The IPCC has re-iterated its concern that climate change is a serious threat to human safety and security in its latest series of reports. And while energy, transport, water, tourism and health are highlighted as being particularly vulnerable, markets connect different sectors to each other in a way that puts many more at risk too.
We need bright ideas to help industries in this turbulence and in doing so, we will produce technologies and services that will make life better for us all in the long term.
The impacts of climate change in one area spill over into others. That has never been more true than in the present day, when digital technologies allow us to overcome space and time and cause industries to blur into each other.
Technology is often touted as a tool to help face up to climate change and organisations are seen bringing in technological measures all over the world. In Oslo, intelligent street lighting aims to decrease “wasted” light and in Vancouver the hope is that data can be gathered from other cities to make more informed environmental choices.

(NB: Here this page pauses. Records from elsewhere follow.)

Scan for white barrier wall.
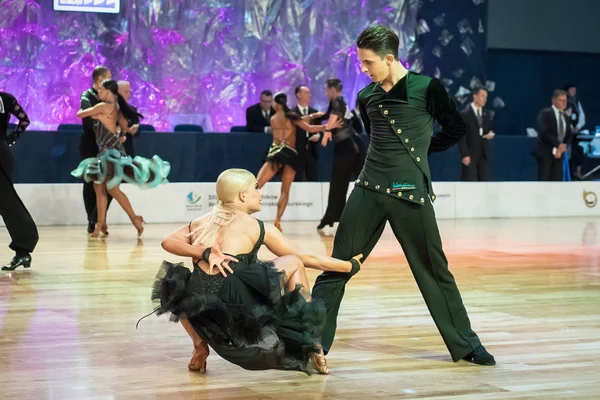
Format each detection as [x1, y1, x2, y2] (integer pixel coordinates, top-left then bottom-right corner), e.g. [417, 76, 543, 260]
[0, 182, 600, 225]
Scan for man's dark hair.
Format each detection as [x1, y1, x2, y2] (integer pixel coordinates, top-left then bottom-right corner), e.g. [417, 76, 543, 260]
[294, 85, 308, 97]
[552, 89, 567, 99]
[356, 25, 400, 60]
[92, 65, 110, 82]
[325, 78, 344, 92]
[471, 85, 487, 95]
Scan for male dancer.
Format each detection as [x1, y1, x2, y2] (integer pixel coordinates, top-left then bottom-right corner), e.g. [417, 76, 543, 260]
[117, 81, 140, 158]
[317, 78, 366, 230]
[0, 92, 39, 271]
[312, 26, 495, 365]
[79, 65, 112, 233]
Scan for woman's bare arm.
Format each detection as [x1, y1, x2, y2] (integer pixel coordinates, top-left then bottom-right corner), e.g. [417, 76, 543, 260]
[77, 103, 110, 118]
[264, 224, 362, 272]
[160, 217, 238, 276]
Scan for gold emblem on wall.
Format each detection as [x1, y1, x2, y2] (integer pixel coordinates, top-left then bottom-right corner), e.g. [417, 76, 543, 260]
[583, 190, 598, 208]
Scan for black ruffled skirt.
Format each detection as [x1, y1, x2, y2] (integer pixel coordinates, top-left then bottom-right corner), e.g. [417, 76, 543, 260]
[152, 258, 325, 373]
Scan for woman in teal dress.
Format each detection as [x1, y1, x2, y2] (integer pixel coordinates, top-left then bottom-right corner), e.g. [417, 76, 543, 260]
[71, 79, 171, 237]
[152, 169, 362, 374]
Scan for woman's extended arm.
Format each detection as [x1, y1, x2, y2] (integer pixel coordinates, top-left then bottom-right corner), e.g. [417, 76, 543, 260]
[77, 103, 109, 118]
[265, 224, 362, 272]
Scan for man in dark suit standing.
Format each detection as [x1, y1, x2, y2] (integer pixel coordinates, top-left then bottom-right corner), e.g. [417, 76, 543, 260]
[246, 90, 275, 133]
[536, 90, 573, 181]
[0, 92, 39, 271]
[459, 85, 495, 182]
[293, 85, 319, 182]
[79, 65, 112, 233]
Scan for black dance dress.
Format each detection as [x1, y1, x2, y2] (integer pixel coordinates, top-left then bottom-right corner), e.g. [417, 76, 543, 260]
[266, 110, 302, 170]
[152, 220, 325, 373]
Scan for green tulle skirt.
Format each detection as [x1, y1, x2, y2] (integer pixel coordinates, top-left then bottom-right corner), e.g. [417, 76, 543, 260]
[71, 149, 171, 190]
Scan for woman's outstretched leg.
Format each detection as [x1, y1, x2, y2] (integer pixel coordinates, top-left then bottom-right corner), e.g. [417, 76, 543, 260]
[91, 183, 108, 237]
[108, 185, 144, 236]
[274, 165, 296, 231]
[273, 256, 329, 374]
[179, 316, 210, 374]
[273, 256, 311, 301]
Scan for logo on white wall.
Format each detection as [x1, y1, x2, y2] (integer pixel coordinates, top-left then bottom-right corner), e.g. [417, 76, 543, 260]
[583, 190, 598, 208]
[185, 192, 202, 211]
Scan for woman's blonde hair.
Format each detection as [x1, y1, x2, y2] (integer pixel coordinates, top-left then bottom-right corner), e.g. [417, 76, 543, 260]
[189, 168, 256, 247]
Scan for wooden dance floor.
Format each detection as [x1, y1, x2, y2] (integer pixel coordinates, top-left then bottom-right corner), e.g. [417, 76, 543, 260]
[0, 218, 600, 400]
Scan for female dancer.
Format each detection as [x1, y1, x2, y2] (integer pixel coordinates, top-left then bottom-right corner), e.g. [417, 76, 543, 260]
[71, 79, 171, 237]
[258, 92, 343, 231]
[152, 169, 362, 374]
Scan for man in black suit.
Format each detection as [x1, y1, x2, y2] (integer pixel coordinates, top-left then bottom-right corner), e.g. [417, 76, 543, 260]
[0, 92, 39, 271]
[79, 65, 112, 233]
[536, 90, 573, 181]
[293, 85, 319, 182]
[459, 86, 494, 182]
[246, 90, 275, 133]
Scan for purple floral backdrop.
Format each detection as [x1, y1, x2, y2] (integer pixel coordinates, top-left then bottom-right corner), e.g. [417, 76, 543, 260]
[0, 0, 422, 131]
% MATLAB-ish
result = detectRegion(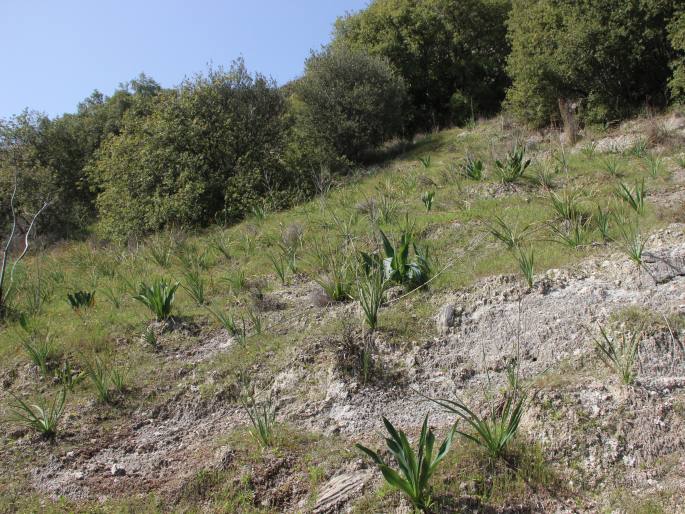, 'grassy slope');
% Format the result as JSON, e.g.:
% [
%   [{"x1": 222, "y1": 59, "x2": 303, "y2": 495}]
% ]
[{"x1": 0, "y1": 115, "x2": 682, "y2": 510}]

This is a crucial point in economic history where digital technologies are in the process of tearing down traditional barriers and increasing spillovers between sectors. Mobile applications, cloud computing and all kinds of advances in computer functioning and usability mean users and customers can access a broad range of information, be it about their daily commute or their buying patterns.
All this information could be used to help make smarter choices but there is a huge amount of it to process. Governments can be just as befuddled. Armed with technology, they can be good at identifying what sustainable transport and food looks like, but they can struggle to promote a sustainable society. They can see how many food miles a certain product clocks up but that isn’t enough information on its own to recommend we stop buying it.
In the past, we worried that technology could not meet our needs, now we are overloaded with information from all angles.
Our future vision is informed by horizon scanning to identify areas where digital technologies can be applied to make our lives better over the long term, be that environmentally, socially or in terms of economics.
This thinking is needed in areas as diverse as energy utilities, food, retail, governance, financial services and transport.
We are considering issues such as whether the broadband networks we have in place can serve us effectively in the future or how our energy use affects our sociability, not just our wallets. When the cost of turning the kettle on at home is known, will you really gather the family for tea? Industry and government are very interested in the answer as they design and sell products and policies.
We are also looking at the positive contributions that social media makes to modern problems. We’ve recently seen how social media can be used when a disaster such as a flood strikes and can be used to start sharing economies between individuals looking to spend less or use fewer resources.
The path to a sustainable society that is safe and secure from climate change will not be smooth. It will need what Sikdar calls “a wise balance among economic development, environmental stewardship, and social equity”.
As technology breaks down barriers between sectors, it also encourages change in ways that we could not have anticipated. We can start by improving energy, transport, water, tourism, and health, as the IPCC suggests, and then we can see the solutions they develop spread into the parts of society that are largely insulated from the more direct impacts of climate change. That in turn will empower individuals to make better decisions about their lives.